Voting Rights Scholars File SCOTUS Amicus Brief Urging Cert. Grant in Territorial Voting Case

Equally American Blog:

A petition to the U.S. Supreme Court seeking expanded voting rights in U.S. territories has received an important boost. Puerto Rico, the Virgin Islands Bar Association, and leading voting rights scholars have each filed amicus briefs in support of Supreme Court review in Segovia v. United States. Last month, Luis Segovia, a proud veteran living in Guam, along with other former state residents living in Guam, Puerto Rico and the U.S. Virgin Islands, petitioned the Supreme Court to answer whether it is constitutional to deny absentee voting rights in these territories while allowing citizens living in other U.S. territories or even a foreign country to continue being able to vote for President and voting representation in Congress….

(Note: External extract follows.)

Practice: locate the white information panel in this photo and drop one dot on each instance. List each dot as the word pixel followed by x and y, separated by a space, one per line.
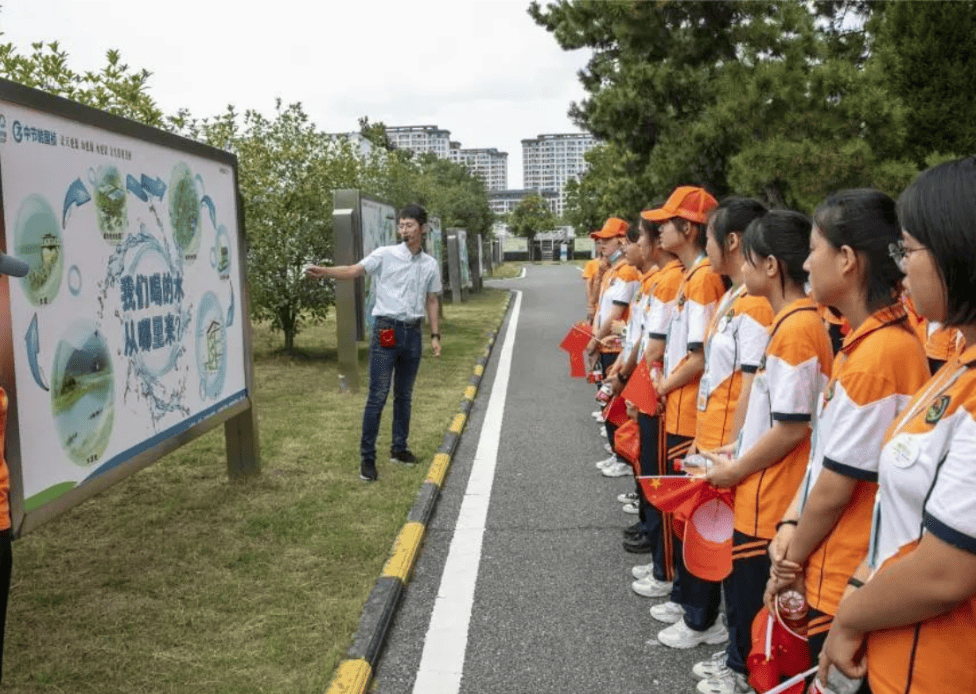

Leading voting rights scholars argue in their brief that Supreme Court review is necessary to reverse the Seventh Circuit’s decision to apply a lower level of judicial scrutiny to the regulation of voting rights in U.S. territories than it would apply to similar laws impacting Americans in other parts of the United States.

The brief highlights several ways the Seventh Circuit’s decision conflicts with precedent from other federal courts. “Once a state legislature or Congress extends the right to vote to one group of people,” the brief explains “it cannot deprive another identically situated group of people of the right to cast a vote purely based on geography.

Amici include Samuel Issacharoff, Reiss Professor of Constitutional Law at NYU School of Law; Joshua Douglas, Robert G. Lawson & William H. Fortune Associate Professor of Law at University of Kentucky College of Law; Chad Flanders, Professor of Law at Saint Louis University School of Law; Joseph Fishkin, Marrs McLean Professor in Law at the University of Texas at Austin School of Law; Nicholas Stephanopoulos, Fried Professor of Law at the University of Chicago Law School; and Ciara Torres-Spelliscy, Leon Highbaugh Sr. Research Chair and Professor of Law, Stetson University.